La Coupe de France redémarre ce vendredi avec les 32èmes de finale, où un club de Martinique et un club de La Réunion participent à la compétition.
La Coupe de France met en avant tous les territoires français, y compris les clubs ultramarins qui participent aux 32es de finale de cette 108e édition. Le Racing Club Saint-Joseph de Martinique affronte le Sporting Club de Bastia en Corse, tandis que le Football Club de Saint-Denis de La Réunion joue en Normandie face à Dives-Cabourg.

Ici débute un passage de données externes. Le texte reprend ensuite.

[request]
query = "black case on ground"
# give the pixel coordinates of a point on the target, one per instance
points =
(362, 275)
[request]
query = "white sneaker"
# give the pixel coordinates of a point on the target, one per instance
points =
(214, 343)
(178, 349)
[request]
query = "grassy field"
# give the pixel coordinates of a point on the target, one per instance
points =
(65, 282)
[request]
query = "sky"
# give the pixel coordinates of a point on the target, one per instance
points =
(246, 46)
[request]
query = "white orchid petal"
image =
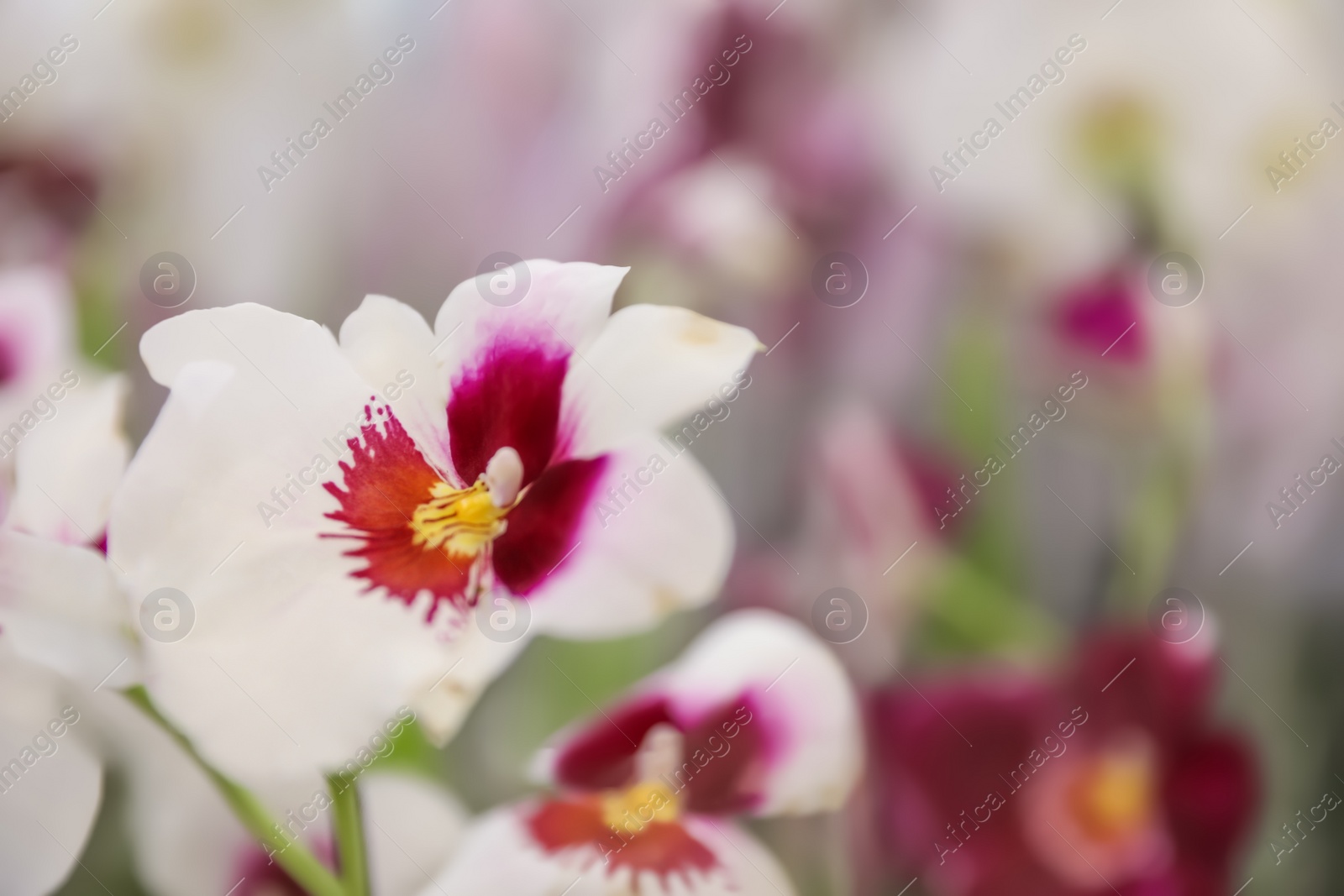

Les clubs ultramarins sont soumis à une règle spécifique qui les oblige à jouer en métropole à partir des 32es de finale, malgré le règlement donnant habituellement l’avantage du terrain aux équipes évoluant deux divisions en dessous. Cette contrainte suscite de la frustration chez les représentants d’outre-mer, qui se sentent lésés.
En effet, les clubs ultramarins doivent faire face à plusieurs handicaps lors de leurs déplacements en métropole, tels que l’adaptation au froid, au décalage horaire et aux conditions climatiques différentes. Malgré les aides de la Fédération française de football, qui couvre les frais des équipes ultramarines jusqu’à une délégation de 29 personnes, certaines dépenses supplémentaires restent à la charge des clubs.
Les clubs ultramarins disposent pourtant des infrastructures nécessaires pour accueillir des matchs de Coupe de France sur leurs territoires. La Fédération rappelle que La Réunion et la Martinique ont des stades homologués, contrairement à d’autres territoires comme Mayotte ou la Guyane.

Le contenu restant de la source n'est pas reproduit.